Иоганн почувствовал острое желание провалиться как можно скорее и как можно глубже. Если то, что шевелилось в трех метрах от него, когда-то и было красивой девушкой, то эта память грозилась поставить рекорд по крутизне фронта забвения. Бледное, испачканное, забрызганное кровью лицо без однозначной мимики, осипший голос, и глаза, тотально безумные, словно признавались на все окружающее пространство: это не человек, это какая-то бестия, суккуб, гуль в ожидании свежей добычи – всего-то потеребить минутку, побить о стекло, довести до полной смерти и порядок…
К счастью, в окружающую среду вмешался еще один голос. Иоганн не видел, чей, поскольку зажмурился до боли в щеках. Голос говорил об осторожности, о пользе не мешаться и не лезть не в свое дело, о черепно-мозговой траве, о пульсе и смерти, вине и убийстве, и о том, что кому-то следовало идти «отсюда подобру-поздорову, пока в милицию не сдали! И вы тоже! Хватит уже глазеть!»
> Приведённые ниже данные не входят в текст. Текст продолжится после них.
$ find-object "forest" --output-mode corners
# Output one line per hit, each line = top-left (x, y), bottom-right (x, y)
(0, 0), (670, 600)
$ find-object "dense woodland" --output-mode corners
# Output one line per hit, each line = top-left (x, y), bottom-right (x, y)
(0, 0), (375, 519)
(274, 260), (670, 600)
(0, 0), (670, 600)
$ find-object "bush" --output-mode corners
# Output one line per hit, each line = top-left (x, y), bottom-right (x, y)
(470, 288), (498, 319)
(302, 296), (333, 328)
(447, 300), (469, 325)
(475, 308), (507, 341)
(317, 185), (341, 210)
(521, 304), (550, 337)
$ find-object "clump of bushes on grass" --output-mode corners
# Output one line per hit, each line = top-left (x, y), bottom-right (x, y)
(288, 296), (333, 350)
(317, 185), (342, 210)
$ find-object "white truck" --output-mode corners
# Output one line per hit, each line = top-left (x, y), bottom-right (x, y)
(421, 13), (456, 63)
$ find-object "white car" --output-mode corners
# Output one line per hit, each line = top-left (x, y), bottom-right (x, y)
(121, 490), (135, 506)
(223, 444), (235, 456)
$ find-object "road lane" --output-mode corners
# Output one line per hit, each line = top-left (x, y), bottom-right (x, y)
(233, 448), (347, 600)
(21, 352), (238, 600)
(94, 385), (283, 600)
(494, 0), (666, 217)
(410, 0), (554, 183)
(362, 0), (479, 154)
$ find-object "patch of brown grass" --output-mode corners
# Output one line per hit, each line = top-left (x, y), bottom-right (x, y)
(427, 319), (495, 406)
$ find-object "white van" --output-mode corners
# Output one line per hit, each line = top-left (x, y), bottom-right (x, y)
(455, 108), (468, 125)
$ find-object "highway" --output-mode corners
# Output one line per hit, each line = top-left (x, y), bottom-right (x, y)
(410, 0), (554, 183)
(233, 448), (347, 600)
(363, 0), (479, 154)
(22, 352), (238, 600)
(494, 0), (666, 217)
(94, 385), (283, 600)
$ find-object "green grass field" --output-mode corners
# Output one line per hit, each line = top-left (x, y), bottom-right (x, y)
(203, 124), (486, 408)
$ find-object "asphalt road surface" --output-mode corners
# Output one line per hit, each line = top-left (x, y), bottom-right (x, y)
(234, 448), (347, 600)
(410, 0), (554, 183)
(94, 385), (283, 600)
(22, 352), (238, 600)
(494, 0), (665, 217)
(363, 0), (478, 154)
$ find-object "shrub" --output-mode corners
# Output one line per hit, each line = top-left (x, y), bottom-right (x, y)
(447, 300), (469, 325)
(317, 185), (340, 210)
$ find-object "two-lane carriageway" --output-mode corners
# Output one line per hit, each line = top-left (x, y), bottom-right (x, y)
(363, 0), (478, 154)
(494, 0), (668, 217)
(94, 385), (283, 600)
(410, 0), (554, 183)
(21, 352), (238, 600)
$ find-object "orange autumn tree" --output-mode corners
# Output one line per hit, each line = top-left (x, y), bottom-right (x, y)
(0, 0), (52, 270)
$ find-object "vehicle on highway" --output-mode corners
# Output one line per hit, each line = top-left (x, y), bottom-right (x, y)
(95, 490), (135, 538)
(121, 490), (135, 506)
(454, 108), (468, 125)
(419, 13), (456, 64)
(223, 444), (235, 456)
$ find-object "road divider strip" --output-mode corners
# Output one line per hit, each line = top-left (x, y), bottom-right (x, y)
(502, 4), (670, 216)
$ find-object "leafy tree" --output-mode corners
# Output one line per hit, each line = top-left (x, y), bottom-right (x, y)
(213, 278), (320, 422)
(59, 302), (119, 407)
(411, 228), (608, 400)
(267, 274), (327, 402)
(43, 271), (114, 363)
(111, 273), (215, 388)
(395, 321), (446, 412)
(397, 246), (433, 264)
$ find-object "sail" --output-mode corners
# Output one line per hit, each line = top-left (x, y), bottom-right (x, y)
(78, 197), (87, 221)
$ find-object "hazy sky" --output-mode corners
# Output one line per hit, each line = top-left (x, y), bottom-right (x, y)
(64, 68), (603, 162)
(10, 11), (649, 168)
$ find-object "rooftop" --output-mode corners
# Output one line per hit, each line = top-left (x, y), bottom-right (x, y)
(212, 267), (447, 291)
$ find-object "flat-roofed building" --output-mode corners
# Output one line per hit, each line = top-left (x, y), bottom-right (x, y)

Иоганн даже не заметил, когда успел открыть глаза. Что происходило предыдущие пять минут, помнилось смутно, сквозь помехи и полупрозрачные кадры силовых транзисторов, которые уже не раз приходили на помощь его подтопленному сознанию. На этот раз, впрочем, транзисторы были в дыму и саже, по ушам били какие-то зацикленные рекуррентные формулы, а сверху, на территории яви, вразумляющий голос кого-то, кто определенно разбирался в медицине, не приносил ни облегчения, ни злорадства. По направлению от канавы, с силой вышвырнутое из салона чьей-то праведной рукой, прямо в его сторону шаркало окровавленное тело без признаков безумия и вампиризма. Кровь на одежде успела свернуться, принимая совсем не революционный темно-грязный цвет и только на лице капли и пятна активно светлели, размываясь изрядным потоком слез.
02
О чем она только думала?! Нет, не так, попроще… просто, о чем она думала? Не знаю. Да откуда мне, черт возьми, знать?! Думаете, она сама знала? Ну да, сама она, конечно, знала. Воспоминания… ах, если бы только они… словно одели маски, схватили сзади, сажали горло и затолкали в будущее, лишая воли и шанса хоть кого-то из них назвать по имени
Но срыв исчез, так и не сняв маски, и все. Как будто медузу волной на берег, а дальше отлив, жажда и чья-то неосторожная ступня…
Она не умела расставаться с сознанием по первому позыву. Она ощущала ветер, траву по пальцам… «что произошло?!»… нечто холодно-липко-сохнущее на руках и лице… «нет, это не я, я не хотела!»… она вдыхала разбавленный дым, жадно, обреченно, бездумно… «где же ваша музыка?» не пытаясь придать катастрофе черты обыденности… «Можно еще раз вашу руку? Ну где же вы?» Руки онемели, словно скотчем за спиной, а спасительные мысли аккуратно, с покорной щепетильностью самоубийцы, уже свернуты по стрелкам и сложены на самое дно большой сумки на колесиках. Она не думала даже о тебе… прости, Антон, твое сентябрьское волшебство осталось там же, в твоем сентябре. Лучшее, что ты мог сделать для нее, это просто забыть, не вспоминать. Но ты и так не вспоминал о ней, я знаю, тебе легко, у твоего светила даже разрез глаз такой же, не надо разрываться и думать, какой цвет ярче: красный или зеленый. Как говорится, будьте счастливы.
Что до нее, она, конечно, могла бы тебя возненавидеть, чтобы отпустить без боли, но за нее это сделала память, а в ней, недоразвязанной, были не только острые взгорья кирпича на стенах, не только мокрый черный потолок, растворенный в неподвижности глаз (Интересно, у Ленки такое тоже бывает?). Кстати, глаза. Такие неброские, серые, но завораживающие, сверкающие, острые… как их еще назвать?